The completion of its rescue deal, which includes a £170m loan from the hedge fund Davidson Kempner Capital Management, provides Virgin Atlantic with sufficient financial breathing space to survive what could be the industry’s toughest year on record.
However, the fact that Shai Weiss, the airline’s chief executive, is extending the scope of its job cuts underlines how savage the coronavirus pandemic has become for international carriers – and how unpredictable it has made planning their future operations.
In the early part of the coronavirus crisis, Virgin Atlantic issued a plea for state support earlier this year, with Sir Richard warning that it would be unlikely to survive without it.

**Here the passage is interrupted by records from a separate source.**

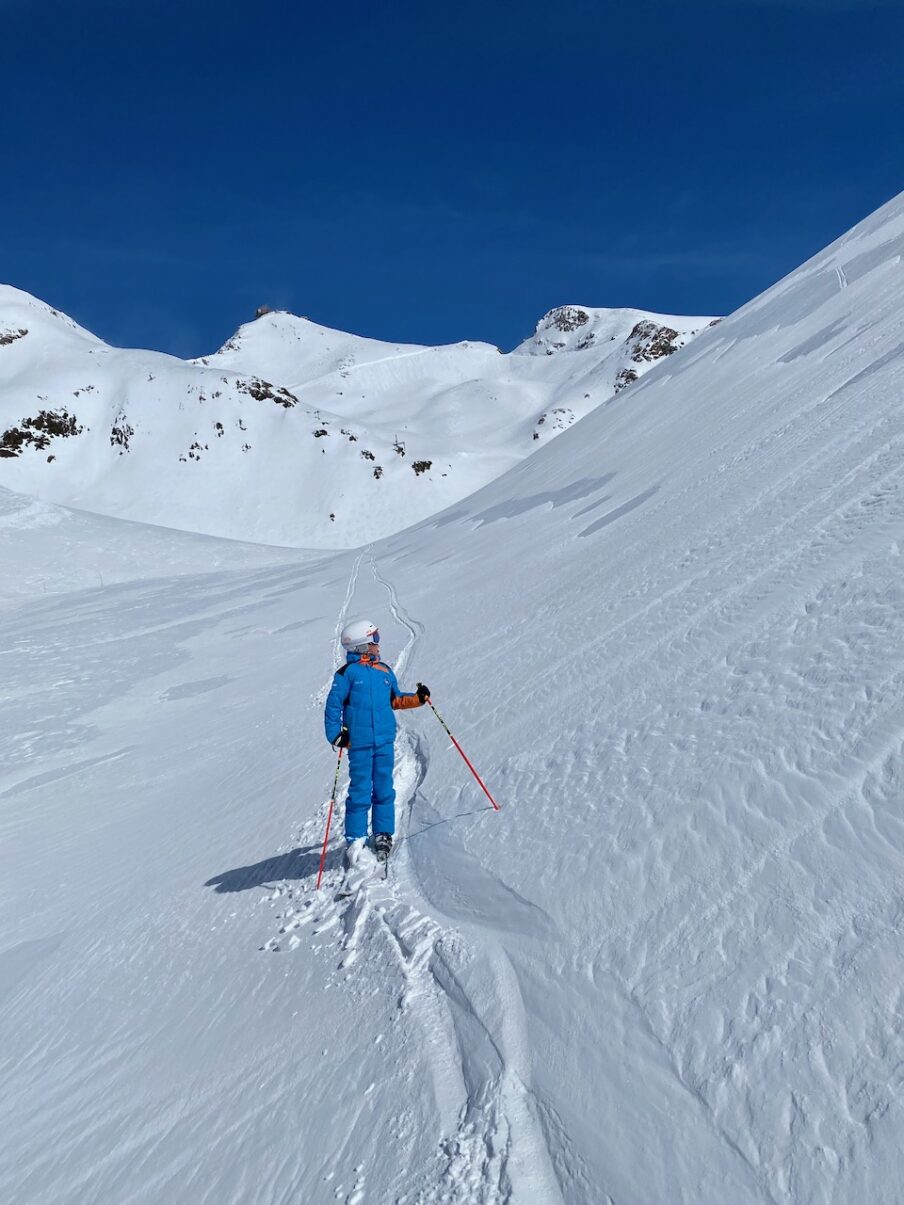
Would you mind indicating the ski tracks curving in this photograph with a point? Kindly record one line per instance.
(458, 987)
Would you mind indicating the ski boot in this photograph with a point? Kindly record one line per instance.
(382, 846)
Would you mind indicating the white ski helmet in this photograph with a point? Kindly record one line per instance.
(358, 634)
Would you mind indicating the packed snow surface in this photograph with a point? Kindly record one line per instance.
(668, 970)
(294, 434)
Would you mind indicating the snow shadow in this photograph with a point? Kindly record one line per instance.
(570, 493)
(624, 509)
(294, 864)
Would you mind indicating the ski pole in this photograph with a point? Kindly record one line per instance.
(467, 760)
(329, 818)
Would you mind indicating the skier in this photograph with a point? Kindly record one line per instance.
(359, 717)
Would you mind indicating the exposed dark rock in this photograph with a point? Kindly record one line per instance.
(263, 391)
(121, 433)
(626, 377)
(37, 431)
(649, 341)
(568, 318)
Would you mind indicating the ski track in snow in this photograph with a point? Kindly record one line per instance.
(477, 1070)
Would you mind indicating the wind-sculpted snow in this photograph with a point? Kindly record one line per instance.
(667, 970)
(291, 434)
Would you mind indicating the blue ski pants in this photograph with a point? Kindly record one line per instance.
(370, 785)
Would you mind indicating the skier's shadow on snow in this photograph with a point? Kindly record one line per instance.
(294, 864)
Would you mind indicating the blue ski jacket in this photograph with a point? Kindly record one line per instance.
(363, 698)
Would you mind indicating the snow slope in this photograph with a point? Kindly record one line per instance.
(668, 970)
(292, 434)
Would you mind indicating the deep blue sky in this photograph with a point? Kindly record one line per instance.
(430, 172)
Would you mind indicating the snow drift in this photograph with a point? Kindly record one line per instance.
(668, 970)
(294, 434)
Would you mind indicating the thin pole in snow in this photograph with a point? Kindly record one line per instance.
(329, 820)
(467, 759)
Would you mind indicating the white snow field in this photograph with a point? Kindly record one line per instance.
(292, 433)
(669, 970)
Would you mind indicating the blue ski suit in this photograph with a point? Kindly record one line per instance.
(363, 698)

The Treasury’s reluctance to step in led the company to pursue a private sector-only solution which was finally announced in July.
Airlines around the world have scrambled to survive by cutting costs and raising external funding, with Sir Richard’s Virgin Australia falling into insolvency proceedings earlier this year.
This week, United Airlines said it would cut 16,000 jobs when US federal support programmes end next month, while American Airlines has said it plans to make 19,000 workers redundant.
In the UK, British Airways is in the process of slashing more than 10,000 jobs, with easyJet and Ryanair also forced into swathes of redundancies.
In a statement announcing that the UK courts had approved the company’s solvent recapitalisation, a Virgin Atlantic spokesperson said: “Achieving this significant milestone puts Virgin Atlantic in a position to rebuild its balance sheet, restore customer confidence and welcome passengers back to the skies, safely, as soon as they are ready to travel.”
A US court was expected to add its endorsement to the restructuring on Thursday, with creditors having overwhelmingly backed the proposals last month.
In total, the deal is worth £1.2bn, with Sir Richard’s Virgin Group injecting £200m, as well as £400m of shareholder deferrals and waivers.
Other creditors have agreed to defer £450m owed to them, while credit card acquirers including Lloyds Cardnet and American Express are reducing the sums they typically require to hold as collateral.
Sir Richard is retaining majority ownership of Virgin Atlantic, with Delta Air Lines holding the remaining stake.
This week, Virgin Atlantic said it would offer free insurance to its customers for flights operating until the end of March 2021, protecting them against the risk that they become ill with COVID-19.
The offer is designed to aid the restoration of consumer confidence, which has been adversely impacted by the government’s quarantine policy.
Virgin Atlantic declined to comment on the new round of job cuts on Thursday night.